The Tender Bar might have a few standout performances, but director George Clooney makes a series of baffling decisions that causes this film to feel incredibly generic and mediocre by the time the credits roll.
Director: George Clooney
Summary: A boy growing up on Long Island seeks out father figures among the patrons at his uncle's bar.
As previously mentioned in our glowing review of C'Mon C'Mon, there are two movies that are primarily about the relationship of a boy and his uncle, and this one, The Tender Bar, is not the stronger of the two despite some good intentions and some good performances thrown in the mix. We're in an era of biopics today, and, unfortunately, this is a biopic that you've probably seen before. While the actual story behind the life of J.R. Moehringer is probably much more unique and interesting, in the process of adaptation, the story now seems like something we've seen before. When you're telling a somewhat generic story [absentee father, working through issues with family, an uncle who steps in to mentor you, finding closure], that means you need to step it up everywhere else.
The cast very much tries to step up. Ben Affleck is bringing his A-game, and this might be the best and warmest performance that he's given in years. While his turn in The Last Duel is the one people will be talking about when it comes to 2021 movies, this performance is the better of the two. He plays Uncle Charlie with such warmth and sincerity that you can really tell that he cares so much about his nephew. It's a really sweet dynamic, and both versions of J.R., played by Daniel Ranieri as a kid and Tye Sheridan as an adult, have terrific chemistry with him. Lily Rabe is also excellent as J.R.'s Mom, who pretty much has to sacrifice her own happiness for the possibility of giving J.R. a better life down the road. Usually, a role like that is tinged with low-key resentment, but there isn't an ounce of that in Rabe's performance. It's nice to see a movie not demonize or look down on a single mother that has to do what she can to take care of her family. Christoper Lloyd is surprisingly funny as J.R.'s grandpa, and he has a really sweet scene about halfway through the movie.
However, those performances are lost in a movie that makes every wrong decision behind the camera. The Tender Bar is not poorly made; director George Clooney is someone you can count on to make a competent film at the very least, but it is a rather boring one. If you watched this movie and didn't know that it had an established director behind the camera, you would think it was a director's first movie. Every choice that Clooney makes is so by the books and uninteresting to watch. As previously stated, the story of J.R.'s life, unfortunately, comes across as somewhat generic in translation; we have seen biopics like this every fall for the awards season, so if Clooney wanted to make this stand out from the pack, he needed to make some really weird or insanely creative decisions, but he didn't.

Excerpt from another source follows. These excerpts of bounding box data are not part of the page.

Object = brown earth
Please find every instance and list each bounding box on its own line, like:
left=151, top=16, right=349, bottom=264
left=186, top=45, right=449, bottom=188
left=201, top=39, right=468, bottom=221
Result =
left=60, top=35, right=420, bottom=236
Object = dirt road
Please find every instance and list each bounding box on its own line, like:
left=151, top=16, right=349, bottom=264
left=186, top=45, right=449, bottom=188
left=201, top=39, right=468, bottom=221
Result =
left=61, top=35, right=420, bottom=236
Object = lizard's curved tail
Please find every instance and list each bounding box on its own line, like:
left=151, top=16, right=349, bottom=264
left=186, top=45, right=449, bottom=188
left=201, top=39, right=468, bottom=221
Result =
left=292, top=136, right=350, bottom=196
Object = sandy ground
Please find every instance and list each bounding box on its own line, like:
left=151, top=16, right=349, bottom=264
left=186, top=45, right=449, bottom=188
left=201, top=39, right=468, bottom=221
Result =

It's a movie flashing back to someone's life; would you be surprised to know that it has a voiceover? That doesn't really add much to the entire production but instead just explains things and misses the point of "show don't tell." It's a biopic, so we're going to jump around in the timeline a little instead of just telling a story, and sometimes those transitions between the past and the more present are very jarring [it is not helped by how little Ranieri and Sheridan look alike, you might think Sheridan is playing a different character until the movie tells you this is still J.R.]. There isn't an interesting shot or moment or anything in The Tender Bar that doesn't come from the performances of its cast. And it is on a director to pull good performances from their cast, Clooney should be commended for that, but the rest of the movie feels so phoned in. Clooney has seven feature film directing credits under his belt. This is what you would expect from him in 2002, the first time he decided to move behind the camera, not nearly a two decades later.
The Tender Bar feels like Amazon Studios is fishing for some awards nominations, and they might get one for supporting actor for Affleck. He might be worth the price of admission on his own, and even more so if you're not someone who watches a lot of biopics. However, if biopics are your genre, then this one isn't going to bring anything new to the table. It's got a few standout moments and performances, but aside from that, it's utterly forgettable, and no one is going to remember this one by the time spring rolls around.